Figure Comfort ranking (Source: BRRC)

Encouraged by this encouraging observation, the BRRC decided during the summer of 2017 to develop a second prototype (V1) with several objectives:

  • also measure the transverse and longitudinal slopes of the pedestrian zones;
  • measuring the speed of movement to eliminate the disturbances generated by different survey speeds;
  • remove as much as possible the possible disturbances related to the quality of the accelerometer used (variable depending on the smartphone);
  • develop a single system with which all the components communicate;
  • Automatically centralize all the data collected in a single database.

Results and perspectives

Presented in preview on the stand of the BRRC at the Belgian Road Congress in Brussels at the beginning of October 2017, this equipment allows to measure continuously and in a "geolocated" way the comfort and the longitudinal and transversal slopes of the sidewalks and other pedestrian spaces. The measurement of adhesion can currently not be performed by this equipment and always requires the use of additional equipment (PFT tool for continuous measurement (tests in progress), SRT pendulum (Skid Resistance Tester for point measurement). This second prototype and the sensors that compose it are shown in Figure

Figure Second prototype (Source: BRRC)

In summer 2018 we have surveyed a complete city center in Belgium with the measurement equipment. In the map beneath, you can find the results on the comfort of the footways for the complete city center.
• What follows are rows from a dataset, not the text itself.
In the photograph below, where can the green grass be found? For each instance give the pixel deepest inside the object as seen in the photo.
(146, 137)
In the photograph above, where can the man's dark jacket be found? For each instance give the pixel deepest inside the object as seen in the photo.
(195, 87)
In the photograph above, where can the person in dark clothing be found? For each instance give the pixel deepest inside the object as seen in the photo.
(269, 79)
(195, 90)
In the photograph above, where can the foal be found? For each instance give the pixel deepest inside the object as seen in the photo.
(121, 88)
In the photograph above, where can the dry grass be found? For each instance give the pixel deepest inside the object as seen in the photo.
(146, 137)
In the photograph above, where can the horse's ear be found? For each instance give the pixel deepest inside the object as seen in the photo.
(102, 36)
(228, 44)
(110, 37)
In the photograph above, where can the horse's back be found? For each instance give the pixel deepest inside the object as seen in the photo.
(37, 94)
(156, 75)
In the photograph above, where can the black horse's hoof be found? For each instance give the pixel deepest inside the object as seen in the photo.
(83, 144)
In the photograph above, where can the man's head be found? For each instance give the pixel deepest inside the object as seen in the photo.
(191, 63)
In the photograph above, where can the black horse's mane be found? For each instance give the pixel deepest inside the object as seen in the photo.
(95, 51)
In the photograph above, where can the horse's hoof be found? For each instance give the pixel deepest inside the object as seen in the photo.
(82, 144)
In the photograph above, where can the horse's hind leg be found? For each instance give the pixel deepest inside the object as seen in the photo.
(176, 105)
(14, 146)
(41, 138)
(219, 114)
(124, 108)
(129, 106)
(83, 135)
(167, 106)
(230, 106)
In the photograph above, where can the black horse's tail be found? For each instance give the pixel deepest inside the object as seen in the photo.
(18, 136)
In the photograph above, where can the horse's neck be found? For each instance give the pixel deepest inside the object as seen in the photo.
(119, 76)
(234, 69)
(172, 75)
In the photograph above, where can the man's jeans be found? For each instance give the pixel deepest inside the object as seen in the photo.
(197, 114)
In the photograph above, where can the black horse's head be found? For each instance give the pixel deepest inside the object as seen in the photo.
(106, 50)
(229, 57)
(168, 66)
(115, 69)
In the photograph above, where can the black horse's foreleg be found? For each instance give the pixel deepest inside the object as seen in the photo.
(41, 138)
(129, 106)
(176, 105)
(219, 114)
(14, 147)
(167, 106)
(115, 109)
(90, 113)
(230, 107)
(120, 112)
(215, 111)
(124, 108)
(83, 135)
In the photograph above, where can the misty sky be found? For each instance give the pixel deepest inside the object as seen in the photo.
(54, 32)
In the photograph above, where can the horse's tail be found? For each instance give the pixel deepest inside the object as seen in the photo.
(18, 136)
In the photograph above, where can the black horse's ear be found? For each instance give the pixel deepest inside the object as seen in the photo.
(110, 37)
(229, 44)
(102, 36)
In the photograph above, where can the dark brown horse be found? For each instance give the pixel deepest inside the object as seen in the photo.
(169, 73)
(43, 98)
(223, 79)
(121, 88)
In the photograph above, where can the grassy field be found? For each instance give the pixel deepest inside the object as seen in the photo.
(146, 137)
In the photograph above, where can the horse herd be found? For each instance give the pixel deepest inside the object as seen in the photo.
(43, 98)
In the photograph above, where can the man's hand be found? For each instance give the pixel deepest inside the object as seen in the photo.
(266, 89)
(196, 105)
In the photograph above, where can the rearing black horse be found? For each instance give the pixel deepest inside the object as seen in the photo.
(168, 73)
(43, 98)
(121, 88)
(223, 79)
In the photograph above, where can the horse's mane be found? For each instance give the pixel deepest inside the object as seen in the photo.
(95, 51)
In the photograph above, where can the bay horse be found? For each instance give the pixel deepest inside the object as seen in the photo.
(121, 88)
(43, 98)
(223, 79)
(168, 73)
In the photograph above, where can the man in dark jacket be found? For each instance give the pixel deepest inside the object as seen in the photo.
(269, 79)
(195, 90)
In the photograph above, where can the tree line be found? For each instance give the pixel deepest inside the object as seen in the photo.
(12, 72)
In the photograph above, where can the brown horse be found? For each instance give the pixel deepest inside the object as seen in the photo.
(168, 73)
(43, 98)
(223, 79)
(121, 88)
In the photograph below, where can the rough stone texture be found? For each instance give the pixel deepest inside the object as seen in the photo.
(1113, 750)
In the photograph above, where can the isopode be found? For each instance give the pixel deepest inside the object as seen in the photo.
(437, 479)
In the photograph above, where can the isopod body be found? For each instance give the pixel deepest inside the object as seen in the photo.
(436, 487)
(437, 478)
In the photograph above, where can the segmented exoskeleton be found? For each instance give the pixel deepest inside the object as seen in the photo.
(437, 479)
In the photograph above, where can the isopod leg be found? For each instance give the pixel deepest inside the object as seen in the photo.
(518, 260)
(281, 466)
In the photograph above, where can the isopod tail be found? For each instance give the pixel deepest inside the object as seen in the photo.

Figure Comfort assessment for a whole network (Source: BRRC)

This functional equipment is now integrated in the family of roadside inspection equipment available at the BRRC. It can be used to respond to external technical assistance specifically oriented to the quality of use of pedestrian coatings.

The road administrator will be able to categorize different pedestrian coatings based on comfort (wheelcair equipment) and adhesion measurements (PFT). The following figure shows a decision grid that can be used to trigger an intervention. In the green area (VG Very Good) we have a pedestrian coating with very good scores on comfort and adhesion. In the red zones we have at least one problem (adhesion or comfort). Based on this we can choose a substantiated measure.

Figure Evaluation grid for footway coatings (Source: BRRC)


What still remains to be done

The concept presented above has been tested in actual practice. We will explore different strategies to get this equipment on the market.

  • the wheelchair community has shown interest and we will explore posssibilities how to encourage them to measure their network;
  • Explore possibilities to use applications (app) on smartphone / tablet and correlate wheelchair users with the prototype;
  • Establish a measurement methodolgy to explain how we obtain repeatable and reproducable measurements.


Walking and cycling are green transport modes which will get more attention in future. The quality of footways is not always very good. In most cities, road managers have difficulties in estimating the quality level of their footway network. Maintenance planning and budgeting are mostly based on ad hoc repairs. With this complete evaluation method administrators will be able to manage this asset in a more efficient way and with a well determined approach.

After this inspection, the administrator will have a good overview of the quality of his footway network. He will easily find those footways who need a maintenance. On the other hand, experience will be gained for different types of  pavements for footways. With this experience, the administrator will be able to decide wich type of pavement is suitable for which footway.


Tim Massart, 2018. The Belgian Road Research Center strives to develop a Tool that measures the usability of pedestrian surfacing/ Routes/Roads n°377 – 2nd quarter 2018. Location.